Explaining Python's hash() function and __hash__ magic method

python-hash.md

Python's hash()

Authors's Note

This is an outline of how I'd explain hash to a novice programmer. I've given versions of this explanation hundreds of times to thousands of students, beginners and experts alike.

Students tell me they find it compelling because it helps them connect w/ what's really going on by emphasizing both the technical and human/design elements.

I'm assuming the student is comfortable with:

1. Basic language constructs and concepts like variables, conditionals, functions, etc.
2. Using collection types with built-in types
3. Defining and using custom classes/objects
4. Using some magic methods with custom objects to override default behavior

The way I explain magic methods is that Python knows what built-in operations like ==, +, *, etc. mean for built-in types because a human programmed the Python interpreter to handle all those cases. + means something different for numbers vs. strings vs. lists, for example, but it means something different because a human told it.

However, with objects we define ourselves, Python has no way of knowing what + is supposed to mean unless we tell it. In this instance, we're the human who has to tell Python how to handle our case.

Magic methods are Python's way of letting us tell it how to use built-in operations with our custom objects. In other words, students are conditioned to continuously ask and reflect on the question: "How could Python know, how does it know, and who told it?"

Explanation

Python lets you use custom objects as keys in a dictionary, but if we redefine __eq__ we see something surprising:

# Insert relevant example

To understand what's going on and how to fix it we need to understand Python's hash and __hash__.

If all you want is the "how to fix it", this is the rule. For dict to work as you expect for custom objects you define, you must ensure the following is always true:

• If a == b then hash(a) == hash(b)

In the same way that Python determines how == works with our custom object by calling our magic method __eq__, it determines how hash works with our custom object by calling our magic method __hash__.

(Note: I usually have a table of magic methods + semantic effects I've been building up, which I'd include here with __hash__ and hash added)

In short:

• dict somehow uses hash to do its job
• dict requires that hash(a) == hash(b) whenever a == b
• For our custom objects, changing __eq__ changes how a == b works
• For our custom objects, changing __hash__ changes how hash(a) works
• If we change __eq__, we become responsible for changing __hash__ so that hash continues to work as dict expects when we use our custom objects as keys

This might seem annoying and arbitrary, but features of Python you know and love mean it has to work this way. You'll know you'll understand what's going on when you have a hard time imagining it working any other way.

However, if the above explanation is satisfactory then it's not essential you read on. We think it's useful and enlightening, but it's not essential. Just remember that dict needs hash to play nice with == and we become responsible for ensuring that remains the case whenever we define a custom __eq__.

If the explanation unsatisfactory or you're curious, continue reading to learn more about...

• Why dict needs something like hash to do its job (in ANY language, not just Python)
• How exactly dict uses hash

Further Explanation

Note Here's where I'd outline the reasoning for hash, which I modulate as appropriate for the audience.

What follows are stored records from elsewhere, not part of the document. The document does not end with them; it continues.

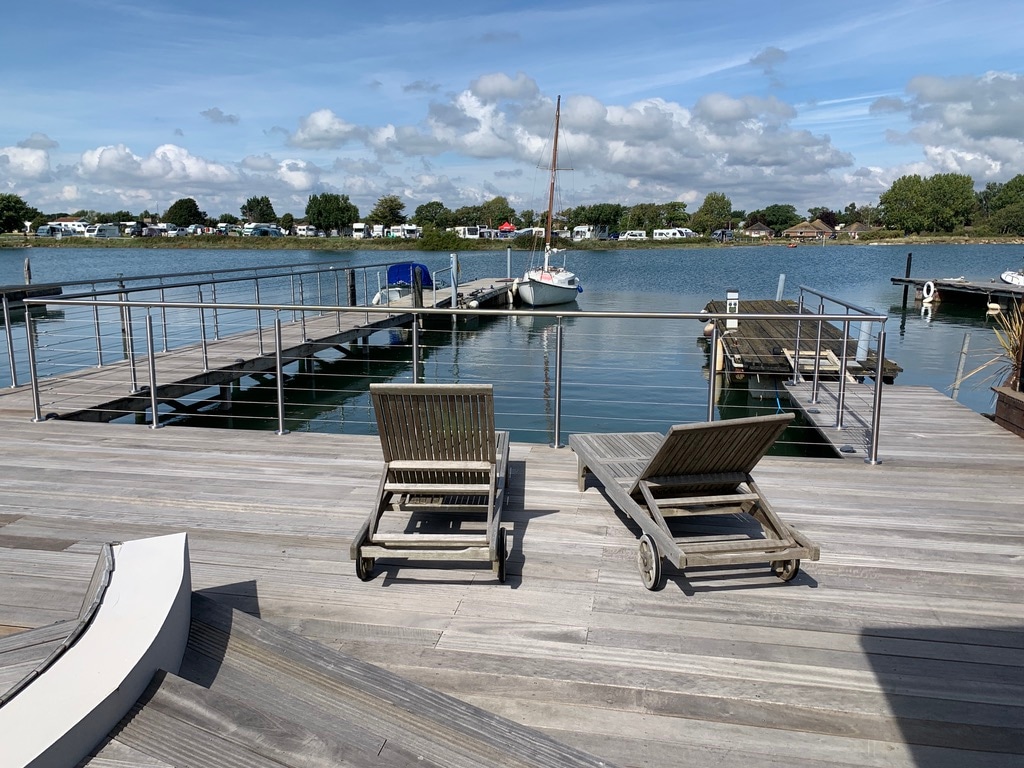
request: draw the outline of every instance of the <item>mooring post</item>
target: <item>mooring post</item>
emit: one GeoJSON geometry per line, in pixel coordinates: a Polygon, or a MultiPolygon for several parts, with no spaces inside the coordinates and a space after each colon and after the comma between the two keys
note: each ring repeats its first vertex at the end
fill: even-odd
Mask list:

To see why something like hash is necessary, let's think about how we might build dict ourselves if all we had were Python arrays/lists. What problem is hash a solution for?

1. It wouldn't be too hard to make something like dict that was slow, e.g., a giant array of (key, value) pairs that we always searched through linearly.

   Note: IME, if you ask an absolute novice to make something that works like dict using only arrays/lists, they almost all propose this. Most also immediately see that it's not great, so offer up an answer like "Well, you could do X, but, uhhh....not sure that's what you're looking for."

2. Getting information out of an array with a numerical index is fast because we have special hardware (RAM) designed to make that fast. Is there some way we can use this? Yes!

   Note: Again, emphasizing the human element: arrays are fast because HUMANS MADE THEM FAST.

   In fact, early computer memory, e.g., the delay-line memory in the EDVAC did not have constant-time random access. Accessing values in an array by index was not "fast" on those computers.

   I often bring in the history.

3. With a dict, we want to retrieve information with a non-numerical key.

4. One strategy would be to convert the key into a number and then use an array (which is fast). This is what we do.

5. hash is that conversion function

6. It's possible for hash(a) and hash(b) to assign the same index to different values a and b. This is called a "collision".

7. Do you see why collisions would be a problem? Good! That means you're well on your way to understanding how dict-like collections work.

8. There are a variety of ways to solve the "collision problem". There's a whole wikipedia page on it: hash collisions

Like before, it's not essential you understand how we solve the collision problem, though you might be able to think of a few ways you could. Different languages and implementations use different methods. The exact method a language runtime uses might change from version to version, even.

The key thing is that there's no mystery here. There's only a sequence of problems and solutions, each solved one after the other by other people like you.